Except for the extreme fringe of anarcho-capitalists and Randian Objectivists, those on the right don’t seem willing to be so radical as to be a genuine threat to the social order. It requires a radical mindset to follow one’s principles to their fullest expression and furthest endpoint, a mindset that most liberals and most right-libertarians lack.
Why is it common to hear right-libertarians attacking big gov while defending big biz? And why isn’t it common for left-libertarians to do the opposite, attack big biz while defending big gov? Why do so many left-libertarians seem more consistently principled in criticizing all threats to liberty, political and economic? Why are left-libertarians more concerned than right-libertarians about all forms of concentrated wealth, centralized power, and hierarchical authority?
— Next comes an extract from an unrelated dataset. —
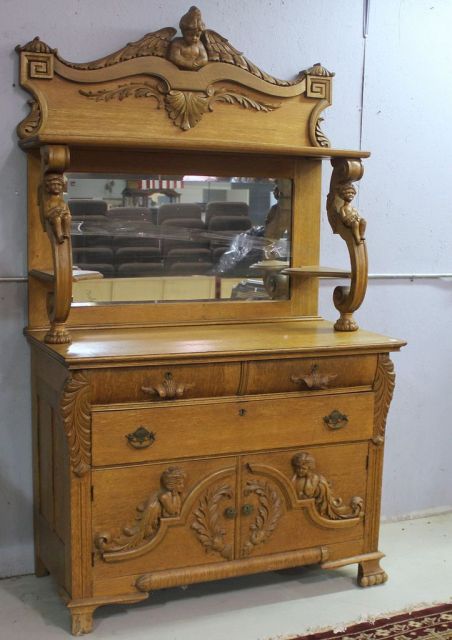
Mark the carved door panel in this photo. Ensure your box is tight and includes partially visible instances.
[237,443,368,558]
[93,458,237,593]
I hear conservatives and right-libertarians constantly talk about free markets. But if you question them, most have never given it much deep thought. Their views are mostly based on political rhetoric and talking points. They are repeating what they’ve heard, instead of thinking for themselves. It never occurs to them that even most people who disagree with them also want free markets. It never occurs to them to consider what freedom actually might mean or should mean. I’m almost shocked by how many right-libertarians take a globalized economic system as being a free market, despite all the social oppression and military force involved in maintaining it. What is libertarian about that? In a principled sense, it is the complete opposite of any meaningful sense of liberty.
The harshest critics on the right are those that even the right doesn’t pay much attention to. That is particularly true for the anarcho-capitalists. They at least have the balls to take free market theory as far as it can be taken. When an anarcho-capitalist speaks of free markets, they are touching upon the fundamentally radical essence to the freedom part of that equation.
I’d like to see more radical thought in general. It is what we need right now and I suspect people are becoming more open to it. I do want a far left to keep liberals on their toes. For the same reason, I want a far right to keep conservatives (and other moderate/mainstream right-wingers) on their toes as well. Widening the field of debate at both ends will lead to more vibrant debate in between the extremes.